The other syndicates busted by NAFDAC are: Mr. Maduabuchi Abuzu of 21 Ashogbon Street Idumota Lagos, alleged member of a syndicate in China that specialises in importing counterfeit medicines to Nigeria, for importation and sales of suspected fake medicines including Coartem tablets, Amalar tablets, Maloxine tablets for the treatment of malaria; Divine Chris Link Communication for importation of three 20 feet container of unregistered Mama Stars De Tomato paste through APMoller Terminal Apapa Port, Lagos; Mr.
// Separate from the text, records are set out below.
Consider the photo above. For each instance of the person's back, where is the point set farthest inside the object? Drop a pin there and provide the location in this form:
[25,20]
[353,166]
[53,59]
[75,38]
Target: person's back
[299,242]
Chukwudi representing Vyn Trade 102 Faulks Road Aba, Abia State for illegally importing one 20 feet container of saccharin with forged NAFDAC stamps; and Mr. Kingsley Okoro and Mr. Fred Nwafor for illegal manufacture of fake Red Label whiskey, Johnny Walker whiskey, and Carlo Rossi red wine at their residence at N 7 Afolabi Close Ojo, Lagos.
On the reduction in fake drugs and substandard products prevalence, Orhii said: “The determination was by the World Health Organisation (WHO) when it did a study on anti-malaria drugs, which are the most often counterfeited drugs, and found that Nigeria has the worst case with more than 64 per cent fake drugs. In 2012, the WHO did another study that showed the level of anti-malaria drug faking has reduced to less than 20 per cent. A study by NAFDAC last year using Truscan that detects fake drugs on the spot showed only 6.2 per cent of the drugs sampled were fake. Another independent study by a United States researcher showed it has gone down to less than five per cent.
“However, the prevalence of fake drugs is a little higher in the rural areas. We can say NAFDAC is winning the war: from 64 per cent to 20 per cent then 6.2 per cent then five. We believe it is going to drop further when we start enforcing the mandatory Text Message System (TMS) on all anti-malaria and antibiotic drugs marketed in Nigeria.”
On the review of punishment for offenders, Orhii said: “Now we have more than 100 cases and we have got some convictions, and the highest punishment we got for an offender is three years jail term. We are presently reviewing the law. It is a very lengthy and slow process. We have a very strong legal team made up of Senior Advocates (SAN) and professors of Law from the Federal Ministry of Health (FMOH) and others.
“I wanted a death penalty for fake drugs peddlers because they are worst than armed robbers. But I have to come to terms with civil rights activists who are opposed to that. Now we want lifetime jail term and confiscation of all their assets, and when proven that the fake drugs caused death or bodily harm, some of the assets can be used to compensate the victim. We also want the offence to be non-bailable to ensure speedy trial. We want the new law to enable us reward people who come forward with information. If you bring us information that is credible we will reward you.”
On the link between fake drugs and food products to rising cases of kidney failure, Orhii said: “There are so many things that can cause kidney problems. I disagree with the suggestion that fake drugs are to be blamed. Indiscriminate use of chemicals is a major factor. The chemicals/pesticides we use to store beans, the insecticides we use at our homes and indiscriminate use of fertilizers.”